Fix telemetry and bounds tracker task leaks when consumers drop#50
shsms wants to merge 7 commits into
frequenz-floss:v0.x.xfrom
shsms:pv-pool-fixes

Conversation

@shsms

@shsms shsms commented Jun 16, 2026

Copy link
Copy Markdown
Collaborator

Telemetry and bounds trackers leaked their tasks — logging at error level on every tick — once all their consumers had dropped, and a pool recreated on the same client silently received no telemetry because the client actor kept a dead stream sender cached. This branch shuts the trackers down cleanly when their consumers are gone and evicts ended streams from the client cache.

Changes

  • Pool, group, and component telemetry trackers and the PV/battery bounds trackers now shut down (logged at debug) when all their receivers/consumers have dropped, instead of leaking the task and logging an error every tick.
  • Pool telemetry trackers check receiver_count() each tick, covering the unchanged-partition skip path where a failed send() would otherwise never fire to signal that the last receiver is gone.
  • The client actor evicts an ended per-component telemetry stream from its cache, so a pool recreated on the same client starts a fresh stream and receives telemetry again — restarting the stream in place if a subscriber raced in before the eviction.
  • The tracker run() loops no longer return Result (shutdown is not an error); the remaining startup failures now log at their source before the task exits instead of being propagated into a discarded JoinHandle.

shsms added 7 commits June 11, 2026 12:33
The run loop logged "Failed to send component status" on every sample and
every missing-data tick once the pool tracker dropped its mpsc receiver, but
never exited, leaking the task and its broadcast subscription for the life of
the process (scaling with each pool recreation). Break the loop on send
failure, matching the RecvError::Closed arm, so the tracker shuts down when
there is nothing left to report to.

Fixes frequenz-floss#43.

Signed-off-by: Sahas Subramanian <sahas.subramanian@proton.me>
`RecvError::Closed` means the upstream telemetry tracker dropped its sender,
which happens on a normal teardown of the pool — the bounds tracker has nothing
left to aggregate.
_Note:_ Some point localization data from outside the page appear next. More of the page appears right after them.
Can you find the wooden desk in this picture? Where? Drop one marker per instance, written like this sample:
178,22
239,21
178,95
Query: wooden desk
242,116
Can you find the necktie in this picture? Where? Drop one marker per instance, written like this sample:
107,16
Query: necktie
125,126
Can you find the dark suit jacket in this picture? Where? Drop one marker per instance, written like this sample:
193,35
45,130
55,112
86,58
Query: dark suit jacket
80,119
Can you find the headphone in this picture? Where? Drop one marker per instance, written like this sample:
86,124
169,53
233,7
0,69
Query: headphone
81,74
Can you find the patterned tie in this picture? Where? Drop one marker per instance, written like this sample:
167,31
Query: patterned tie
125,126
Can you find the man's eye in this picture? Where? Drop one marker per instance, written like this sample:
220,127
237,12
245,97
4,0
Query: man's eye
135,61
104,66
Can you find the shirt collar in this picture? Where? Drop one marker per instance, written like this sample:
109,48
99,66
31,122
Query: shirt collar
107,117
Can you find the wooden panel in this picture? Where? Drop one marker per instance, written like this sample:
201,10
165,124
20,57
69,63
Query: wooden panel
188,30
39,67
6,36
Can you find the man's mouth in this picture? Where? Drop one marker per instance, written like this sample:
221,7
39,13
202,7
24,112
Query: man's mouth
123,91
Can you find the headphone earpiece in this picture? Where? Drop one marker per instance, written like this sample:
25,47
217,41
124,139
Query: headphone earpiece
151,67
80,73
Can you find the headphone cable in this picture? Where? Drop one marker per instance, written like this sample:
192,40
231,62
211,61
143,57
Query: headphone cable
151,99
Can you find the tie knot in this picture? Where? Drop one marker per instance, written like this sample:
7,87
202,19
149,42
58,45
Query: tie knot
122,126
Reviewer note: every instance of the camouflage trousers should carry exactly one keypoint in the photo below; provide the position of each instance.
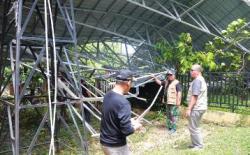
(172, 116)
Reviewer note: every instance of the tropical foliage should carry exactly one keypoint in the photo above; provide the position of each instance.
(220, 54)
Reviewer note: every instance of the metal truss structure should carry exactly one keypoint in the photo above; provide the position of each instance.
(57, 40)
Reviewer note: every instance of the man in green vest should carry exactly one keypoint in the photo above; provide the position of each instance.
(197, 105)
(172, 99)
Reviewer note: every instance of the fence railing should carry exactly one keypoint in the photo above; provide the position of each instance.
(229, 90)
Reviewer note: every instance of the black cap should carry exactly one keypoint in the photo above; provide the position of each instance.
(124, 75)
(170, 72)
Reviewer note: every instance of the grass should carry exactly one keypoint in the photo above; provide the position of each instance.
(155, 140)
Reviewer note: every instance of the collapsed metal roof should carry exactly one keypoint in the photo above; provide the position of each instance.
(50, 37)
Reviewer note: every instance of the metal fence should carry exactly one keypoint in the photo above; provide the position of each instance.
(228, 90)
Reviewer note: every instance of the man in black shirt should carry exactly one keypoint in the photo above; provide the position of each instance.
(116, 122)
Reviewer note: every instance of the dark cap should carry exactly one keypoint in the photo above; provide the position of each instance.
(124, 75)
(170, 72)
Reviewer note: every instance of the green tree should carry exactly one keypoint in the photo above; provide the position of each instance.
(220, 54)
(181, 55)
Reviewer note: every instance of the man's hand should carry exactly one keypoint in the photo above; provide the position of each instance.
(135, 124)
(188, 112)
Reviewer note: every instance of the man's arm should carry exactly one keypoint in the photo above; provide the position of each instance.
(157, 80)
(196, 87)
(178, 94)
(178, 98)
(191, 104)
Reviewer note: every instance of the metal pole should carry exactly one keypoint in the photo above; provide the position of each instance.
(17, 72)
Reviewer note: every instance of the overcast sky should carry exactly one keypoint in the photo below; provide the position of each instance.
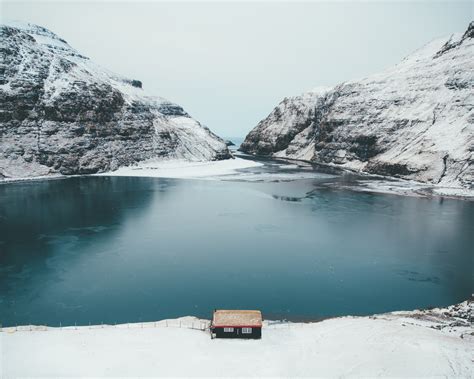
(228, 64)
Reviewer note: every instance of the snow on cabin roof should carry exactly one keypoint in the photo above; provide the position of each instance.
(236, 318)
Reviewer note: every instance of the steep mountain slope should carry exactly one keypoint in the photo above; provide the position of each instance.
(61, 113)
(415, 120)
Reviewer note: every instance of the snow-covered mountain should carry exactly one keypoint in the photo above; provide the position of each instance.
(61, 113)
(414, 120)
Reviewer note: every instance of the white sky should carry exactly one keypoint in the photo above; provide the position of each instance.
(229, 63)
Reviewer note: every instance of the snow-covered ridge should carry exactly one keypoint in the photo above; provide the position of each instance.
(414, 120)
(62, 113)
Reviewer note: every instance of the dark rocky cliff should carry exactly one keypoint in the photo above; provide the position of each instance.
(415, 120)
(61, 113)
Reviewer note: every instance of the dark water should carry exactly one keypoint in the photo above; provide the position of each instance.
(104, 249)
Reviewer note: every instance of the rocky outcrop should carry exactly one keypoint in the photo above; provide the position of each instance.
(62, 114)
(415, 120)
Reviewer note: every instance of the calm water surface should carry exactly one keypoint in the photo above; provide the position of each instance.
(110, 249)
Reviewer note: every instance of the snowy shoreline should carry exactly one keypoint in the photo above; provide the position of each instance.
(436, 342)
(231, 169)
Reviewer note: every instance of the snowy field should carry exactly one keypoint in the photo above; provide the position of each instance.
(438, 343)
(184, 168)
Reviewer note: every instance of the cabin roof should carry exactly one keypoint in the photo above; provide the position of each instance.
(236, 318)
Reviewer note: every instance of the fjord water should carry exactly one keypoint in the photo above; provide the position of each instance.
(113, 250)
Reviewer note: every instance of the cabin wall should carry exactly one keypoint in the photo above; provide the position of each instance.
(237, 333)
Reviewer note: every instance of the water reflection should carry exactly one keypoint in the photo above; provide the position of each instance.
(128, 249)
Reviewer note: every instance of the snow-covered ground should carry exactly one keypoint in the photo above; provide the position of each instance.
(438, 343)
(177, 168)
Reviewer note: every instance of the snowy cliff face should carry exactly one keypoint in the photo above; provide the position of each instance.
(61, 113)
(415, 120)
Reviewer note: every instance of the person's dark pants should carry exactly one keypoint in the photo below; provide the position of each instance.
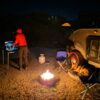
(23, 56)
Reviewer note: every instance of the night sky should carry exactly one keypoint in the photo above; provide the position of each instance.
(68, 8)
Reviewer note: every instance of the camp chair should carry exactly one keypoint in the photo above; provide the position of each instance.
(62, 60)
(92, 80)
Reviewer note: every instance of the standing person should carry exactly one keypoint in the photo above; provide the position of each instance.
(20, 41)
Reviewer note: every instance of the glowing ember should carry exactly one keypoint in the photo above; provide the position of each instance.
(47, 75)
Log it at debug rather than error, matching the
no-receivers path just above.

Signed-off-by: Sahas Subramanian <sahas.subramanian@proton.me>
The tick arm skips `send()` whenever the partitioning is unchanged, but a failed
`send()` is the only thing that tells the tracker every receiver has gone. With
a stable partition (e.g. all components silent, each re-emitting the same
unhealthy status) the snapshot never changes, so the skip path is taken every
tick and the dropped receivers are never noticed — the tracker and its
component trackers leak until process exit.

Check `receiver_count()` each tick, before the unchanged-skip, and break when it
reaches zero. Applies to both the PV and battery pool telemetry trackers.

Signed-off-by: Sahas Subramanian <sahas.subramanian@proton.me>
Both pool telemetry trackers now treat every exit from `run` as a normal
shutdown: the loop ends when every component tracker has gone or every receiver
has dropped, neither of which is an error. The trailing `error!` + `Err` return
became a `debug!`, and the in-loop send-failure no longer logs at error.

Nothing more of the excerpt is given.